Resistors follow Ohm's law. The voltage drop accross them is proportional to the current flowing through them. Leds and transistors do not follow Ohm's law. They were not invented when Mr Ohm was alive. Their voltage drop is more-or-less the same for any current in the range they are normally expected to work with.
So you need to subtract those fixed voltage drops off the supply voltage. Whatever is left will be dropped by the resistor. To calculate the resistor for value to allow a desired current to flow, use Ohm's law R = V / I.
PaulRB:
0.7V is a typical voltage drop for most ordinary npn transistors.
Wait a moment... i misread your post. You are asking about the voltage drop of the resistor not the transistor. I didn't expect that! I have no idea how you have been choosing the value your series resistors without understanding how to calculate this.
Resistors follow Ohm's law. The voltage drop accross them is proportional to the current flowing through them. Leds and transistors do not follow Ohm's law. They were not invented when Mr Ohm was alive. Their voltage drop is more-or-less the same for any current in the range they are normally expected to work with.
So you need to subtract those fixed voltage drops off the supply voltage. Whatever is left will be dropped by the resistor. To calculate the resistor for value to allow a desired current to flow, use Ohm's law R = V / I.
I apologize, but that was a typo in my post. I did intend to ask about the voltage drop along the transistor. My mistake entirely.
Calculating the voltage drop of transistors is not something I had come across in my reading, and when you mentioned it I looked at a few datasheets and couldn't find anything. That's why it peaked my interest.
BlackLab:
I looked at a few datasheets and couldn't find anything.
If you look at page 2 of the 2n3904 data sheet, I think its the figure called VBE(sat), although that's not what I expected it to be called. Perhaps a real transistor expert will chip in and explain something we can both learn from.
PaulRB:
If you look at page 2 of the 2n3904 data sheet, I think its the figure called VBE(sat), although that's not what I expected it to be called.
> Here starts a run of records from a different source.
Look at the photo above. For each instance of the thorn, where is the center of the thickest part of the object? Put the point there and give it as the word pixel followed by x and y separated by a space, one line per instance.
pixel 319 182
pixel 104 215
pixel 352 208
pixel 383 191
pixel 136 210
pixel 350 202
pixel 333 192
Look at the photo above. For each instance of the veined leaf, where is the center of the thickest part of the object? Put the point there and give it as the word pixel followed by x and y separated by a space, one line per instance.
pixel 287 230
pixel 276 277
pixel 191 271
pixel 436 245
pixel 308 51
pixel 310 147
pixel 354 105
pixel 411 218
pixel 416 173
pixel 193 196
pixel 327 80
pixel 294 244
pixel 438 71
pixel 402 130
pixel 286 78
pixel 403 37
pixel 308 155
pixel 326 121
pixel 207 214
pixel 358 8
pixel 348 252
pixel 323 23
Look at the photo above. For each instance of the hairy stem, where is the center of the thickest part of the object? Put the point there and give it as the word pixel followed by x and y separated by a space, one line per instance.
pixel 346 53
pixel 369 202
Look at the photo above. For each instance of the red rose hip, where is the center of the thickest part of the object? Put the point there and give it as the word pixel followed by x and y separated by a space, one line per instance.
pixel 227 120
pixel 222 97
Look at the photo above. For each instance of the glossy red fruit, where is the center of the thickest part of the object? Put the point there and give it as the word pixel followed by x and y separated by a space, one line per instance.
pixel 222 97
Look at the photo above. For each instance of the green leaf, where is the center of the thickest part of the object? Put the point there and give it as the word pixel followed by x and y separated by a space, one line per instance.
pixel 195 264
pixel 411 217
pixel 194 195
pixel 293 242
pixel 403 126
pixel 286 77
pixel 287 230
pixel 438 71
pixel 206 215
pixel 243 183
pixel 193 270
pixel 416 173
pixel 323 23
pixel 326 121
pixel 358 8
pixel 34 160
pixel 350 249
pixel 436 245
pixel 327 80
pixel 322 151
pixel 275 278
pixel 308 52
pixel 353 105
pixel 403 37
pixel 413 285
Perhaps a real transistor expert will chip in and explain something we can both learn from.
VCE(sat) Collector-to-emitter saturation voltage.
Note the conditions - the base current is one tenth the collector current - the gain is only ten for saturation. As someone else here commonly explains, this is because in saturation, VCE is actually less than VBE as you see comparing those two figures.
Ok, thanks. A base current of one tenth of the collector current is possible for the OP's circuit. The emitter current is only around 120mA and a base current could be 12mA from Arduino pin. Does this mean the voltage drop Vce will only be 0.2V? If so, is that the best solution? The OP's circuit has enough headroom for a higher Vce, so could a lower base current be appropriate?
Using the 0.2 voltage drop, Ohm's law suggests a 65 Ohm resistor. I have 68, so have used those in my circuit. The LEDs are bright and I am comforted knowing that I am not placing a strain on the Arduino pins.
A big thanks to you gentlemen for your guidance with this circuit.